As you can see from the table, the t-test is robust to mild departures from normality. Thus, when the test procedure was replicated a large number of times under the conditions of the null hypothesis Ho: \(\ μ=μ0\), the observed Type I error rate got closer to \(\alpha\) = 0.05 as the sample size increased in both non-normal distributions.

Problem 3:

Background:

Empirical confidence level is an estimate of the confidence level obtained by simulation. If the sampling and estimation is repeated a large number of times, approximately 90% of the intervals should contain \(\ mu\).

Question:

Suppose that Y1,Y2,…,Yn are a random sample from a lognormal distribution with unknown parameters. Construct a 90% confidence interval for the parameter \(\ mu\).
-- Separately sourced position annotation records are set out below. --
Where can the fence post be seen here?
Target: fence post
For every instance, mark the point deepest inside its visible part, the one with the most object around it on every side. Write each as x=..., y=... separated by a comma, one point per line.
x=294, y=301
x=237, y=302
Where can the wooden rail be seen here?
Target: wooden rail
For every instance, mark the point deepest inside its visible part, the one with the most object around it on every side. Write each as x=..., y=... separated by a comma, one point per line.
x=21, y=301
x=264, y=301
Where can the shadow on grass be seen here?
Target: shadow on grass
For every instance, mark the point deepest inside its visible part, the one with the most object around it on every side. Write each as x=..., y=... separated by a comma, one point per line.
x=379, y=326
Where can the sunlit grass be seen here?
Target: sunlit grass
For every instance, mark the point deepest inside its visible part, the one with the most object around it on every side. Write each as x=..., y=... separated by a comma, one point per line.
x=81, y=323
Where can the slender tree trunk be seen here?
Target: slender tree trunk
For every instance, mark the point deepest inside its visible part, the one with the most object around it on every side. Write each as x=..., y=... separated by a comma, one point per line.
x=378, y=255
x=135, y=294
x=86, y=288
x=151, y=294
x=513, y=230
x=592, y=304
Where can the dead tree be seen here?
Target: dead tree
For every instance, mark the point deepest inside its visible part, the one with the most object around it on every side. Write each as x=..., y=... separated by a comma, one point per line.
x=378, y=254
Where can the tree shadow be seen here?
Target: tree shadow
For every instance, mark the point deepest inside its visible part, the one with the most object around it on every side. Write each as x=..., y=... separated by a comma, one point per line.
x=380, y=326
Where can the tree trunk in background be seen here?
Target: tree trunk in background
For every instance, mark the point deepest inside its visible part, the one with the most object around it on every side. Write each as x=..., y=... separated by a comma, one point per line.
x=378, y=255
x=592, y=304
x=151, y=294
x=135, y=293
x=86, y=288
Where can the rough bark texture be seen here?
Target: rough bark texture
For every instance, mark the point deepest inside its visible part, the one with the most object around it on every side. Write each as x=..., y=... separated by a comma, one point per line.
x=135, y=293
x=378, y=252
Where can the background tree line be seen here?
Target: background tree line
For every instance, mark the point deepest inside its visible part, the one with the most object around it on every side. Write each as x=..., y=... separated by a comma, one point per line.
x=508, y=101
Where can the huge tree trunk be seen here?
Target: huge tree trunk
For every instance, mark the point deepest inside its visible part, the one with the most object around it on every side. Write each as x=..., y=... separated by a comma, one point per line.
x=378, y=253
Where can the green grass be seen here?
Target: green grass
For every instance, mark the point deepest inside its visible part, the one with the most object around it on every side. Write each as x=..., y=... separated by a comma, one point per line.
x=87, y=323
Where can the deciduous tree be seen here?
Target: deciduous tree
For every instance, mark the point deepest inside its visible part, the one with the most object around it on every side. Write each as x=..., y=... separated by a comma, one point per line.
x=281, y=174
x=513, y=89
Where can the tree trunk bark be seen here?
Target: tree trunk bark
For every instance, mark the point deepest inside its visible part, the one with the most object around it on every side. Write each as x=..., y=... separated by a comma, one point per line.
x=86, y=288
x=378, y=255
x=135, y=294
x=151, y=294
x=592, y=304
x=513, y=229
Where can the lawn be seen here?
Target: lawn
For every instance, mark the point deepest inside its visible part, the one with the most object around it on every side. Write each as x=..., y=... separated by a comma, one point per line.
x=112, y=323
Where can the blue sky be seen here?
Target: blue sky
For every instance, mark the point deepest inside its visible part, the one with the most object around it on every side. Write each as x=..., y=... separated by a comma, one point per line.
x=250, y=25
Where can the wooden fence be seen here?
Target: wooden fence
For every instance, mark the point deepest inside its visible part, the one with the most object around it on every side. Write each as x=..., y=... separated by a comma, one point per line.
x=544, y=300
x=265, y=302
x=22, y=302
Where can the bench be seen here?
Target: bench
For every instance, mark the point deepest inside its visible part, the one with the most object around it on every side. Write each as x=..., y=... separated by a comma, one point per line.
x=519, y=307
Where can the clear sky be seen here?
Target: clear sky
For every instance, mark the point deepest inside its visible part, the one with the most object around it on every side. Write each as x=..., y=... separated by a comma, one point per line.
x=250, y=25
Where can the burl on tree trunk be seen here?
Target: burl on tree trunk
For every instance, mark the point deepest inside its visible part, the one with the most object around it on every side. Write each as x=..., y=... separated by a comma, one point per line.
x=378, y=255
Use Monte Carlo Method to obtain an empirical estimate of the confidence level.

Solution:

set.seed(1234) #setting the seed
m1 <- 10000 #number of Monte Carlo paths
n1 <- 10 #random number of samples chosen
alpha1 <- 0.10 #significance level

#If Y follows logNormal(mu,sd) distribution then log(X) follows standard normal distribution with mu = 0 and sigma = 1

x <- rlnorm(n1, meanlog = 0, sdlog = 1) #lognormal(n = 30, mu = 0, var = 1) distribution
LCI <- mean(log(x)) - qt((1 - (alpha1/2)), df = (n1 - 1)) * (sqrt((var(x))/n1)) #lower confidence interval limit
UCI <- mean(log(x)) + qt((1 - (alpha1/2)), df = (n1 - 1)) * (sqrt((var(x))/n1)) #upper confidence interval limit

CI <- c(LCI, UCI) #90% confidence interval for the parameter mu

LCL1 <- replicate(m1, expr = { #Monte Carlo method generating the expression to be repeatedly executed in braces { }
    x <- rlnorm(n1, meanlog = 0, sdlog = 1)
    mean(log(x)) - (qt(1-(alpha1/2), df = (n1-1)) * (sd(x)/sqrt(n1))) #lower confidence level
    } )
UCL1 <- replicate(m1, expr = {
    x <- rlnorm(n1, meanlog = 0, sdlog = 1)
    mean(log(x)) + (qt(1-(alpha1/2), df = (n1-1)) * (sd(x)/sqrt(n1))) #upper confidence level
    } )

CL <- mean((UCL1 > 0) & (LCL1 < 0)) #computing the mean to get the confidence 
count <- sum((UCL1 > 0) & (LCL1 < 0)) #count the intervals that contain mu 

Discussion:

dt6 <- round(rbind(CI, CL, count), 4) #creating the data table of the values combined and rounding to 4 decimal places
names <- c("90% Confidence Interval", "Empirical Estimate of Confidence Level", "Sum of Confidence Intervals that contain mu") #labeling the columns
dimnames(dt6) <- list(names)
 

dt6 %>% 
  kbl(caption = "Monte Carlo Simulation with Non-Normal Sampled Populations to Estimate a Confidence Level") %>%
  kable_classic(full_width = F, html_font = "Cambria")
Monte Carlo Simulation with Non-Normal Sampled Populations to Estimate a Confidence Level
90% Confidence Interval -0.8895 0.1232
Empirical Estimate of Confidence Level 0.9265 0.9265
Sum of Confidence Intervals that contain mu 9265.0000 9265.0000

Here, you can see that the result is 9,265 intervals satisfied (UCL1 > 0) & (LCL1 < 0), so the empirical confidence level is 92.65% in this experiment. The result is known to vary but should be close to the theoretical value of 90%. Which means that 92.65% of the intervals contained the population mean.